L'auteur montre ensuite comment les soldats allemands eux-mêmes, aux côtés de leurs généraux, commencent à comprendre que la guerre à l'est ne sera pas courte et facile. La résistance des soldats soviétiques et le climat prélèvent leur dîme. Nagorski rappelle le rôle des divisions "sibériennes", même s'il a été exagéré. En revanche, il présente assez mal le déroulement de la contre-offensive soviétique, préférant s'intéresser à l'état de délabrement des troupes allemandes et à l'obstination d'Hitler de vouloir s'accrocher à tout prix au terrain, puis des désirs insensés de Staline de contre-attaque généralisée, qui se terminent par de sanglants échecs début 1942. Il montre ensuite comment le dictateur soviétique, au moment de la visite d'Anthony Eden en décembre 1941, a déjà des arrière-pensées pour l'après-guerre et louvoie avec le gouvernement polonais en exil. Nagorski revient aussi sur le rôle du général Vlassov, qui mène une partie de la contre-offensive soviétique, avant d'être capturé en juillet 1942 et de prendre la tête d'un mouvement de collaboration avec les Allemands. Il conclut son récit par la présentation du désastre devant Rjev.

En conclusion -dans le dernier chapitre, Nagorski explique combien la politique de terreur de Staline a provoqué une bonne partie du désastre de 1941. Mais il rejette aussi la traditionnelle cause du climat comme expliquant la défaite allemande. Hitler ses généraux ont commis plusieurs erreurs, dont la principale reste pour lui de ne pas s'être concentré sur Moscou assez tôt. La bataille de Moscou est donc bien l'un des tournants de la Seconde Guerre mondiale : une défaite psychologique pour les Allemands, une victoire précaire pour les Soviétiques, remportée à un prix des plus élevés, le plus élevé du conflit (sic). 

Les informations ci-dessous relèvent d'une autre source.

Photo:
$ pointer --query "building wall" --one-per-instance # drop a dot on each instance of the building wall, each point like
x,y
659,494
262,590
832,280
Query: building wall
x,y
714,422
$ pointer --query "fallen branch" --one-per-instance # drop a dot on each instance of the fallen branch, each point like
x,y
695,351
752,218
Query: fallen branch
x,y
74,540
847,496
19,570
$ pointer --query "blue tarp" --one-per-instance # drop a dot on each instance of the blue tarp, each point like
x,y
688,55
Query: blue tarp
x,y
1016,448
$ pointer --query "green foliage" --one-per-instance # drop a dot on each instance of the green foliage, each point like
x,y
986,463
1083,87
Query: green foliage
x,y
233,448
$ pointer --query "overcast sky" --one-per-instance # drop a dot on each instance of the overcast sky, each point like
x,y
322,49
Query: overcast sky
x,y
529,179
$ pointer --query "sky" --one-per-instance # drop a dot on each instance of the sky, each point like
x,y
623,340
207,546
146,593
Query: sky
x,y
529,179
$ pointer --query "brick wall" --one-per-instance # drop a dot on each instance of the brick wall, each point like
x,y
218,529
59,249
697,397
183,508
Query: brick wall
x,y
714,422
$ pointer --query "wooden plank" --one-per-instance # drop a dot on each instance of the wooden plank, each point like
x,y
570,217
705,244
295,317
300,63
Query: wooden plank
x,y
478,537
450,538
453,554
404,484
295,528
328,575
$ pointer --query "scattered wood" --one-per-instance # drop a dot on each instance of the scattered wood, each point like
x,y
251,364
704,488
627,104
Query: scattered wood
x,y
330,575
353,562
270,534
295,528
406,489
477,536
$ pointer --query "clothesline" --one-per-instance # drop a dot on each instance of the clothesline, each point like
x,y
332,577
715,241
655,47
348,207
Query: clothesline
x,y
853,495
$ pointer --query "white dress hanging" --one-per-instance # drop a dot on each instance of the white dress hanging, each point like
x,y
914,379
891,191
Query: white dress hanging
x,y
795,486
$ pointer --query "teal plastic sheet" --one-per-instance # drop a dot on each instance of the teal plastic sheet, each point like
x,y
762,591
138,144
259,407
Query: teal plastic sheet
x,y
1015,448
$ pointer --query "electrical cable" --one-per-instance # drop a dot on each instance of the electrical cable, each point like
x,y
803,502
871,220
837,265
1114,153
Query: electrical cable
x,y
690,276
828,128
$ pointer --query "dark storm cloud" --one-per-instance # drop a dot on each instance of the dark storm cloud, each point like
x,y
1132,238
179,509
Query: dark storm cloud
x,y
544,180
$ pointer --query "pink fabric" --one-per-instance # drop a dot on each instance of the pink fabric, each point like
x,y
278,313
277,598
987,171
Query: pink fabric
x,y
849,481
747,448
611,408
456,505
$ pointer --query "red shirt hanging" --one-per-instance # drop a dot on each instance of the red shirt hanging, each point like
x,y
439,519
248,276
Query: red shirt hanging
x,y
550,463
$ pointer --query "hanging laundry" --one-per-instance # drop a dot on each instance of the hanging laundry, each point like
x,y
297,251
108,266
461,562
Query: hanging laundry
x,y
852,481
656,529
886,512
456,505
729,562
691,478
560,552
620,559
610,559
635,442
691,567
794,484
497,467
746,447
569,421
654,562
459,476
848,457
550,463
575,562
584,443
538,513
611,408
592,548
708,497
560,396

On a donc là un travail de journaliste, dont le côté le plus intéressant reste assurément les détails fournis par des témoignages inédits (comme l'évacuation de la momie de Lénine s le 3 juillet 1941). Malheureusement, l'ensemble manque quelque peu de recul et peine parfois à s'élever au-dessus de considérations simplistes, voire pèche par absence réelle de matière sur l'histoire militaire à proprement parler, en dépit d'intéressantes remarques sur le contexte diplomatique. De ce côté-là, la bibliographie, plutôt conséquente, a sans doute été insuffisamment exploitée. Il y a aussià l'oeuvre une vision très négative, finalement, de l'URSS et de Staline, certes en grande partie fondée, mais un peu trop omniprésente au fil des pages. Enfin, cette traduction française n'est pas forcément parfaite. Utile, mais pas indispensable.